GPA (on Applied Philosophy)

I really try to avoid using this as a rant space, but some bones need to be picked.

Try not to flinch, Haulman. That apple’s looking smaller and smaller from way over here.

“No work is perfect; it can always be improved upon,” is, as a guiding philosophy for an artist of any kind, an admirable approach. Provided it doesn’t become the pathological ‘no work is ever good enough’ version (sadly far too common), it can be a constructive boost to creativity as well as providing the impetus necessary to generate a truly honed final product.

That belief and the willingness it provides to polish an acceptably good work into a true gem can be a great strength to an artist who is willing to take the time needed to not just complete a work, but to refine it has generated some of history’s most memorable works.

I get that. I agree with it.

But the moment you try to apply that philosophy to a grade-book? That transcends the pathological form and dives straight into the foolish.

A philosophy can be taught, but trying to enforce one only demonstrates a self-righteous arrogance that any artist worthy of the name should be ashamed of. Doubly so in an academic context where content, although subjective, can be fairly and impartially judged on a very simple criterion: did it fulfill the objective of the assignment, and how well? If it’s informative, how well did it inform? If persuasive, how convincing was the author’s point?

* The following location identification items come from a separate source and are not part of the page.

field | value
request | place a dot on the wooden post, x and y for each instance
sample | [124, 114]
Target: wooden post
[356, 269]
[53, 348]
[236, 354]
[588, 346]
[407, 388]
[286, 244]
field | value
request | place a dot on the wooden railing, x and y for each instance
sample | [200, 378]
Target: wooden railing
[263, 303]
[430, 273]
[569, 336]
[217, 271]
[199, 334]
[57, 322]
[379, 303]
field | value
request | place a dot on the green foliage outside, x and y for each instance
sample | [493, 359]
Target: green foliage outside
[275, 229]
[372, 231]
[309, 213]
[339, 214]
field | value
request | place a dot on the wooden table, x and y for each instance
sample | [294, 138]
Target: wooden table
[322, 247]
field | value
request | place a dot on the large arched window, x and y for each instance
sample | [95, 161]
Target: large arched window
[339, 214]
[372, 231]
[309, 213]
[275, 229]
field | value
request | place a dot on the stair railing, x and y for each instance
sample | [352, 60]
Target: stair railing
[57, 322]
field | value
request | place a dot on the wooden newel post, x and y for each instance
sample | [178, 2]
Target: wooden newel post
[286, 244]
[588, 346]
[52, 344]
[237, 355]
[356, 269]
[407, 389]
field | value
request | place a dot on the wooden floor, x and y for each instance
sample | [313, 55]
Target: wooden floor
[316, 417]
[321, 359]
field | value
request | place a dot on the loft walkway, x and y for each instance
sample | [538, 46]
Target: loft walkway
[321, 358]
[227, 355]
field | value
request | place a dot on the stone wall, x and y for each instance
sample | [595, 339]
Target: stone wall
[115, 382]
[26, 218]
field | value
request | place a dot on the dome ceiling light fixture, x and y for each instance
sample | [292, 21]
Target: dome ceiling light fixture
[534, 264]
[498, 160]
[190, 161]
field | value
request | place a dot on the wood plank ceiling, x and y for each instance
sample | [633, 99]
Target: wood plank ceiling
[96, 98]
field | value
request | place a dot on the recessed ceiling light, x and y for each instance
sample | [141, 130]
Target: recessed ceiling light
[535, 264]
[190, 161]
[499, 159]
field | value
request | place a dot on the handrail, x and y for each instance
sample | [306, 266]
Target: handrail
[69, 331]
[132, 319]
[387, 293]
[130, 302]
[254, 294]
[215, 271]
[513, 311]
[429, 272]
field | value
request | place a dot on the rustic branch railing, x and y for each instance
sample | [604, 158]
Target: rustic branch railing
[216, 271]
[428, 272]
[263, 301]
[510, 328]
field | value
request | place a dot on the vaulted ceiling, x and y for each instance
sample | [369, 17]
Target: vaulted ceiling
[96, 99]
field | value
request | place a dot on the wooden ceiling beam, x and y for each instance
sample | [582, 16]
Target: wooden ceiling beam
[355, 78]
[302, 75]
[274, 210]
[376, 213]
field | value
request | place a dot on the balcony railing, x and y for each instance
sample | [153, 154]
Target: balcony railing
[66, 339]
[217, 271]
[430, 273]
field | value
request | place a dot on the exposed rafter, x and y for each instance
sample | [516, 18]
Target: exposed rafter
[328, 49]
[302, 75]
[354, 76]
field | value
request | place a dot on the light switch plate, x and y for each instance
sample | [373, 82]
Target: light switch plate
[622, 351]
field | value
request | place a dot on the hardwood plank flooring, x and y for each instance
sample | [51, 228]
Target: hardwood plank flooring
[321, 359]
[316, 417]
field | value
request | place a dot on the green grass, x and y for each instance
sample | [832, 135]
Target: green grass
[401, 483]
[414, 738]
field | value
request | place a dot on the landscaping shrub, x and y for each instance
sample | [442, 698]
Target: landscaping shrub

Writing, unlike many other subjective subjects, does have benchmarks that can be used to render a fair grade. This is a sophomore-level college course, so let’s be polite and assume that we all know the basics of spelling, grammar and academic verbiage. So other than obvious mechanical blunders (that demonstrate lack of revision process more than anything else), the grading has to be on something more ephemeral: the effectiveness of the work in communicating what it was meant to communicate. How it does so, how well it does so, and how the various elements work together in creating that whole can be judged. No work is perfect, but an assignment can be graded on a clearly-delineated scale and can (and should!) receive full marks if it performs to the standards of the rubric.

“No work is perfect, it can always be improved upon” is a lesson plan, not a grading scheme. Trying to enforce a philosophy doesn’t make a man a philosopher or even a teacher; it just makes him a pompous ass. He can at least be an honest pompous ass about it and nitpick the work to find the points to mark off rather than the vaguely passive-aggressive and wholly deplorable behavior of quietly subtracting score for no apparent reason.

Or maybe this is about penalizing an opinion you disagree with, at which point we have a lying, pompous, passive-aggressive ass.

Or at least that’s my philosophy on the matter.